I want to set up a really nice showtank (75g) in the nicer living room. I want to locate one of those really sexy 3D backgrounds like this :










Question is the tank is housing my piraya. Im going to be donating the piraya to my cousins husband who took an interest in piranha keeping to help him get his 125 gallon going. I am going to be using this 75 that formerly housed my piraya to start this new show tank. The filter on there is cycled.

Sooo, if I take the filter off and put some tank water in a bucket and run the filter on the bucket for a few days while I drain out the main tank and install the background, will the filter stay cycled with good bacteria?

Lastly, I want to do exodons. Whats a good number of exdons to house in a 75g so that the tank wouldnt require heavy maintenance but still look occupied and active? I have a good filter (xp4) and I ideally only want to have to do a water change like once every 2 weeks.
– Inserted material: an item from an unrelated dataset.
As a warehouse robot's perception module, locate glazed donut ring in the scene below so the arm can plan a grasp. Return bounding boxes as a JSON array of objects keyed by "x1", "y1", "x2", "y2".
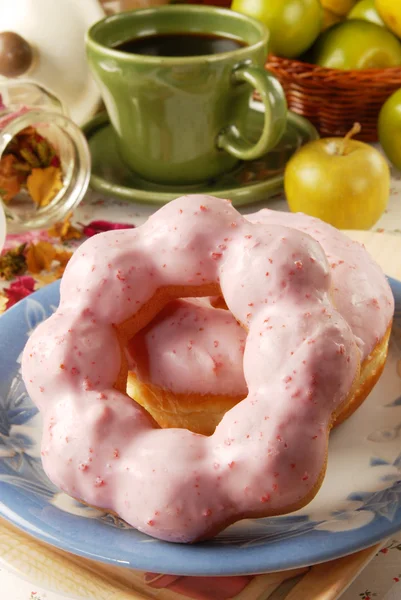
[{"x1": 24, "y1": 195, "x2": 369, "y2": 543}]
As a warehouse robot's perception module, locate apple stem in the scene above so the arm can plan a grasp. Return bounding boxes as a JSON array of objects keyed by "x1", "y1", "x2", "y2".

BTW can I have a planted tank with exodons?

Thank you.


----------



## CanadianBacon (Feb 14, 2010)

yeah your filter will be fine, thats how i have always done it. go with like 40-50 x's nothing too crazy but you still get the wow factor.


----------



## JoeDizzleMPLS (Nov 5, 2007)

your filter will stay cycled only if there is an ammonia source... if you just run it on a bucket with water, the bacteria will die off due to lack of ammonia and nitrites. throw something in there to provide ammonia and it won't be too bad after you throw it back on your 75.

you could fit a bunch of exos in there, a whole bunch...


----------



## Guest (Apr 9, 2010)

Just to add on joes great post, to add ammonia, sprinkle some fish food into the water where the filter is running.

For small filters, a pinch should do, for larger ones, give a couple pinches. Make sure you do it often (few times a week)


----------



## CuzIsaidSo (Oct 13, 2009)

here's a link for the 3d background http://www.gillsnfins.ca/aquaterra.php#rainforest


----------



## jp80911 (Apr 3, 2008)

Aquascape sells those background too, saw them on their website
http://www.aquascapeonline.com/aquarium-su...es-backgrounds/

as for keep the filter cycled, just throw a piece of shrimp or fish fillet in the bucket and there will be plenty food for the bacterias


----------



## Wide_Eyed_Wanderer (Aug 22, 2006)

Thanks guys. This plan is a go, minus the background. I cant find them locally and Im strictly against using my credit card online so I wont be ordering one. The 75 is in the garage, painted the back black. The filter is running on a bucket that I have been "feeding".

Cant wait to have a "hornets nest" of exodons swimming around.

Whats the lifespan on exodons?

i want to have my little guys around for a long time


----------



## CuzIsaidSo (Oct 13, 2009)

I've been reading alot about exo's the past week I'm gonna setup an exo tank in a few months so let me know how they are when you get em. From what I've read lifespan is about 8 years.


----------



## Guest (May 5, 2010)

Changed your mind? SW now?

traitor!


----------